Elk Calls, Bear Attacks, and Human Hubris: Was This Hunter Asking for Trouble?
Appels d’élan, attaque d’ours et arrogance humaine : ce chasseur l’a-t-il cherché ?
Voyons voir : un chasseur utilise des appels d’accouplement destinés aux élans, en plein territoire d’ours gris, et il serait surpris quand une ourse protectrice débarque avec ses oursons ? Ce n’est pas de l’ironie, c’est un cours magistral sur les conséquences imprévues. Ces appels ne flottent pas dans le vide ; ils résonnent dans l’écosystème et parlent directement à des instincts bien plus vieux que nos loisirs.
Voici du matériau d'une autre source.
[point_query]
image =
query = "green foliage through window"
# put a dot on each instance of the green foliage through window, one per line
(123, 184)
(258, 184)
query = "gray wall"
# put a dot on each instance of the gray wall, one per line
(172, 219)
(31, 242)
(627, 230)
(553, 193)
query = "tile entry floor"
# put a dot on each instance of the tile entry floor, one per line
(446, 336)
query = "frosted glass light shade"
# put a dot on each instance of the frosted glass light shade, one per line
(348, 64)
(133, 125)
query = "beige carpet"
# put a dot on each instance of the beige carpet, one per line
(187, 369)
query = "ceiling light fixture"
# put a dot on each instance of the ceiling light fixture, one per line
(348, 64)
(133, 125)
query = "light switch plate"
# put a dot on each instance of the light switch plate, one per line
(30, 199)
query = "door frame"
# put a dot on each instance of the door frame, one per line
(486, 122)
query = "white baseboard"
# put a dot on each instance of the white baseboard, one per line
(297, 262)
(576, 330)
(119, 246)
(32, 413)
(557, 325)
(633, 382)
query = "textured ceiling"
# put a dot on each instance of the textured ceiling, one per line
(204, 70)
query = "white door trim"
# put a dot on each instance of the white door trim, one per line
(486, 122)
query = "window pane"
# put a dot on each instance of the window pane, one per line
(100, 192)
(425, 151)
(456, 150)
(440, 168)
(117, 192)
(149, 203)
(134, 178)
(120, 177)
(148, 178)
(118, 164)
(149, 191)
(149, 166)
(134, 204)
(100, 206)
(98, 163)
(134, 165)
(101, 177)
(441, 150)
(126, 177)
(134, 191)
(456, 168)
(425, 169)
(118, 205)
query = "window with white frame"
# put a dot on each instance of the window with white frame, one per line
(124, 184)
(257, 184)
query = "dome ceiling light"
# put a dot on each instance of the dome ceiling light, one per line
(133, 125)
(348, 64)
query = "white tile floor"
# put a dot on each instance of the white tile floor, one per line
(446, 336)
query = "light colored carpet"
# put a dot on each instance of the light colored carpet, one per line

Bien sûr, l’homme a survécu—Dieu merci—et c’est l’essentiel. Mais le fait qu’une ourse ait perdu la vie en protégeant ses petits ? Cela devrait nous hanter plus que n’importe quelle statistique. Avant d’entrer dans la nature avec un appel ou un appareil photo, demandez-vous : à qui appartient cet espace ? Et sommes-nous des invités ou des envahisseurs ?
En tant que formateur à la sécurité anti-ours, cet incident me brise le cœur, mais ne me surprend pas. Le spray anti-ours est efficace à 98 % s’il est bien utilisé. Pourtant, tant de chasseurs comptent uniquement sur leur arme à feu, qui devient inutile si l’ours charge à 56 km/h et que vous vous battez avec vos balles. Le vaporiser tôt est crucial. Ce n’est pas une solution de dernier recours. C’est votre première ligne de défense.
Facile à dire depuis ton bureau. Je chasse depuis 30 ans et je n’ai jamais emporté de spray anti-ours. On n’entre pas en territoire d’ours avec de la peur, on y entre avec du respect. Cela signifie connaître le terrain, lire les indices et rester silencieux. Si tu pousses des appels d’élans comme un touriste hurlant, oui, tu cherches les emmerdes.
Je ne chasse pas, mais je fais de la randonnée seul dans ces montagnes. J’emporte un spray anti-ours, un sifflet et une balise GPS. L’été dernier, j’ai vu des crottes d’ours fraîches à 6 mètres du sentier. Flippant ? Absolument. Mais être préparé, ce n’est pas être parano.
Il ne s’agit pas de blâme, mais de responsabilité. Nous redessinons les habitats avec des routes et des sentiers, puis nous feignons la surprise quand la nature riposte. L’ourse n’’attaquait’ pas — elle se défendait. Pour elle, ce chasseur n’était pas une personne. C’était un prédateur qui émettait des sons d’accouplement dans sa garderie.
Exactement. Et c’est pourquoi j’enseigne aux gens d’emporter deux moyens de dissuasion. Le spray n’est pas juste pour les ours — c’est pour désamorcer. Tu vaporises pour dire ‘Je ne suis pas une proie, fiche le camp’ — pas pour blesser, mais pour communiquer.
J’ai vu des touristes crier après des écureuils et jeter des barres de céréales aux orignaux. Si les gens ont du mal avec les règles de base, peut-être faut-il des briefings obligatoires avant d’entrer dans les parcs. Une TSA de la nature, en somme.
Ou alors, assume et accepte le risque. La forêt, c’est pas un parc d’attractions. Tu veux de la sécurité ? Va à Disneyland. Nous, on est là pour le frisson sauvage.